We introduced USP21wt and USP21CA (catalytic domain mutant; cysteine to alanine) fused with DsRed fluorescence into liver and explored the effect of deubiquitylation in vivo, together with a fluorescent protein as a control (Fig. 5A,B). The introduced USP21wt decreased the amount of ubH2A, in both quiescent and regenerating hepatocytes (Fig. 5C, rows II,III, arrow), but the introduction of USP21CA had no detectable effect (Fig. 5C, rows IV,V, arrow).

Figure 5.

Figure 5.

USP21 regulates transcription in vivo. (A) Scheme for DsRed-USP fusion or control constructs that were introduced into liver by in vivo electroporation. (B) The fluorescent protein construct was introduced into liver 48 h before hepatectomy.

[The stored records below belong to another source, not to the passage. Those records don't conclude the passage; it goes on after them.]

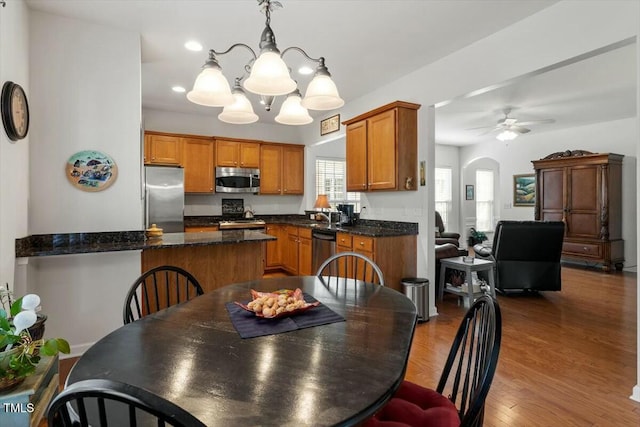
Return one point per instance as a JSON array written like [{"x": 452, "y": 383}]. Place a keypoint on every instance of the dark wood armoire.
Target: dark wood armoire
[{"x": 584, "y": 190}]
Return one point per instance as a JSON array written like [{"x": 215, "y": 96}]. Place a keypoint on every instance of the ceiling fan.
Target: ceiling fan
[{"x": 509, "y": 128}]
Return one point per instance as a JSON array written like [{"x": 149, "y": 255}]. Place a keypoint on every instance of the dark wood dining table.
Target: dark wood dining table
[{"x": 334, "y": 374}]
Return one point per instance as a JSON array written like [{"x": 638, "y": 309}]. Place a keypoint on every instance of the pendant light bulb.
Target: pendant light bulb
[
  {"x": 270, "y": 76},
  {"x": 211, "y": 88}
]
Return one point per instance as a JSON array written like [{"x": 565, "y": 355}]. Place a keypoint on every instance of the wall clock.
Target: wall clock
[{"x": 15, "y": 110}]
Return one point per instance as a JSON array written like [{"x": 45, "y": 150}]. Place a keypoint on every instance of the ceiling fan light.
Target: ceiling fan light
[
  {"x": 507, "y": 135},
  {"x": 322, "y": 94},
  {"x": 240, "y": 112},
  {"x": 292, "y": 112},
  {"x": 270, "y": 76},
  {"x": 211, "y": 89}
]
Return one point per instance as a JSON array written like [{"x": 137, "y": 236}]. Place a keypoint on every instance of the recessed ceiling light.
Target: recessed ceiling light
[{"x": 193, "y": 46}]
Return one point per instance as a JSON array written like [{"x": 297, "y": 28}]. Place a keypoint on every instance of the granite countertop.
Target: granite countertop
[
  {"x": 372, "y": 228},
  {"x": 81, "y": 243}
]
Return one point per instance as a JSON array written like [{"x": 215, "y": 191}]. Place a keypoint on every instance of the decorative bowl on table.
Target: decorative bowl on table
[{"x": 281, "y": 303}]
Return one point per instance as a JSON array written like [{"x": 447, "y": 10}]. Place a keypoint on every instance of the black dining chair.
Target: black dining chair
[
  {"x": 157, "y": 289},
  {"x": 464, "y": 383},
  {"x": 351, "y": 265},
  {"x": 99, "y": 402}
]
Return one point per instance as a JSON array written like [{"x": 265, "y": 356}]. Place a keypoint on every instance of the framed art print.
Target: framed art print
[
  {"x": 524, "y": 190},
  {"x": 332, "y": 124}
]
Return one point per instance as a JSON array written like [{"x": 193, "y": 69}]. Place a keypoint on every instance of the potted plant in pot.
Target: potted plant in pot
[
  {"x": 476, "y": 237},
  {"x": 20, "y": 352}
]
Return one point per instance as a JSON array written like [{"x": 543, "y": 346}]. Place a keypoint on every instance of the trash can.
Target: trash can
[{"x": 417, "y": 290}]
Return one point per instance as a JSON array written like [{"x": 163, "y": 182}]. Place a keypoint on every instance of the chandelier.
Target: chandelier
[{"x": 268, "y": 76}]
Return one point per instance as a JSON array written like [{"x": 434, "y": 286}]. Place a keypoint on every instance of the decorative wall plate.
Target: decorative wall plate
[{"x": 91, "y": 170}]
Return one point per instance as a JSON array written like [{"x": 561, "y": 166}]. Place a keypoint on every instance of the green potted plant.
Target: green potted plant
[
  {"x": 476, "y": 237},
  {"x": 19, "y": 351}
]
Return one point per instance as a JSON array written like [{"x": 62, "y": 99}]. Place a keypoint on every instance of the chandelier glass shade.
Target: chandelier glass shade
[
  {"x": 269, "y": 76},
  {"x": 211, "y": 89}
]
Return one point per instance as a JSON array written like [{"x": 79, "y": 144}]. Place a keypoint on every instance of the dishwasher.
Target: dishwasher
[{"x": 324, "y": 246}]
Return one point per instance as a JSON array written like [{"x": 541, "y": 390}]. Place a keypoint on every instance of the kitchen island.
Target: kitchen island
[{"x": 214, "y": 258}]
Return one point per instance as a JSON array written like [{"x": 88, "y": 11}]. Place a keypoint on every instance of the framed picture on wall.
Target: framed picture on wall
[
  {"x": 468, "y": 192},
  {"x": 332, "y": 124},
  {"x": 524, "y": 190}
]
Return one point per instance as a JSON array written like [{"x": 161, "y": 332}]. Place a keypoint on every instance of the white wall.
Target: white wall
[
  {"x": 85, "y": 84},
  {"x": 85, "y": 94},
  {"x": 14, "y": 156},
  {"x": 448, "y": 156}
]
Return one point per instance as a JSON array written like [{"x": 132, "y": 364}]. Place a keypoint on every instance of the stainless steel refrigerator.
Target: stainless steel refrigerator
[{"x": 164, "y": 198}]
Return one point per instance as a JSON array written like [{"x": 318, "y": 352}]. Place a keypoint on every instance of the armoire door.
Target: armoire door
[
  {"x": 552, "y": 194},
  {"x": 584, "y": 189}
]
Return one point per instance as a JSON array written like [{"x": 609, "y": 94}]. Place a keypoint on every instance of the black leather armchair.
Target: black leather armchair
[
  {"x": 443, "y": 237},
  {"x": 526, "y": 255}
]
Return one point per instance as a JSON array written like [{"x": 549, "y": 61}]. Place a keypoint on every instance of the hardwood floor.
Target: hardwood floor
[{"x": 567, "y": 358}]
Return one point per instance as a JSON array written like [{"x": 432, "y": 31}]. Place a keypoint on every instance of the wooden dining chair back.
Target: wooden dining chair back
[
  {"x": 464, "y": 383},
  {"x": 99, "y": 403},
  {"x": 351, "y": 265},
  {"x": 473, "y": 358},
  {"x": 157, "y": 289}
]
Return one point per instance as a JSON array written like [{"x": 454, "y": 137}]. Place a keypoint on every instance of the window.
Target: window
[
  {"x": 443, "y": 194},
  {"x": 484, "y": 200},
  {"x": 331, "y": 180}
]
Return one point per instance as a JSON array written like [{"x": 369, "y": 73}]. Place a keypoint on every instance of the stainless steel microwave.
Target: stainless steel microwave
[{"x": 237, "y": 180}]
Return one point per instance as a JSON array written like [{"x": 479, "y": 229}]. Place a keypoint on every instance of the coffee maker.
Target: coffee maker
[{"x": 347, "y": 216}]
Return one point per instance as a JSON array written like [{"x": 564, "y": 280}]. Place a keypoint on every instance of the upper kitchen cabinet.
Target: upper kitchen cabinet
[
  {"x": 237, "y": 153},
  {"x": 162, "y": 149},
  {"x": 198, "y": 163},
  {"x": 382, "y": 149},
  {"x": 282, "y": 169}
]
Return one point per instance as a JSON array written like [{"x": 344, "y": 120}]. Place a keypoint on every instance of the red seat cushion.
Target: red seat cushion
[{"x": 414, "y": 405}]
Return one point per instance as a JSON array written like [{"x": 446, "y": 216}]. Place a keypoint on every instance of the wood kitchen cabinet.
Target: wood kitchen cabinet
[
  {"x": 162, "y": 149},
  {"x": 198, "y": 163},
  {"x": 290, "y": 250},
  {"x": 275, "y": 248},
  {"x": 382, "y": 149},
  {"x": 298, "y": 251},
  {"x": 237, "y": 153},
  {"x": 282, "y": 169},
  {"x": 395, "y": 255},
  {"x": 584, "y": 190},
  {"x": 305, "y": 252}
]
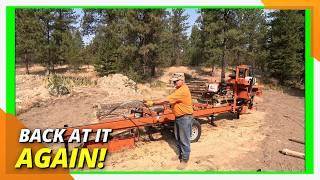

Samples removed by hepatectomy were designated as quiescent hepatocytes, and the residual liver removed 12 h after hepatectomy was designated as regenerating hepatocytes. (C) Quiescent and regenerating hepatocytes that expressed fluorescent protein are shown, together with DNA staining and immunostaining by anti-ubH2A antibodies, and these three panels are merged, as shown in the rows designated I–V. The arrow indicates a cell with ubH2A decreased by the introduction of USP21wt in rows II and III, and without a significant change in ubH2A by the introduction of USP21CA in rows IV and V. “Q” and “R” indicate quiescent and regenerating hepatocytes, respectively. (D) Quiescent and regenerating hepatocytes that expressed fluorescent protein are shown, together with DNA staining and immunostaining by anti-Serpina6 antibodies, and three panels are merged, as shown in the rows designated I–V. The arrowhead indicates a cell with increased Serpina6 expression by the introduction of USP21wt in row III and with decreased Serpina6 expression by the introduction of USP21CA in row IV. (E,G) USP21 decreased H2A ubiquitylation in both quiescent and regenerating hepatocytes. (F) USP21CA down-regulates Serpina6 in quiescent hepatocytes. (H) USP21wt up-regulates Serpina6 in regenerating liver. (EH) Fifty positive nuclei, together with at least two associated controls, were counted for each experiment, and an error bar is indicated in each graph.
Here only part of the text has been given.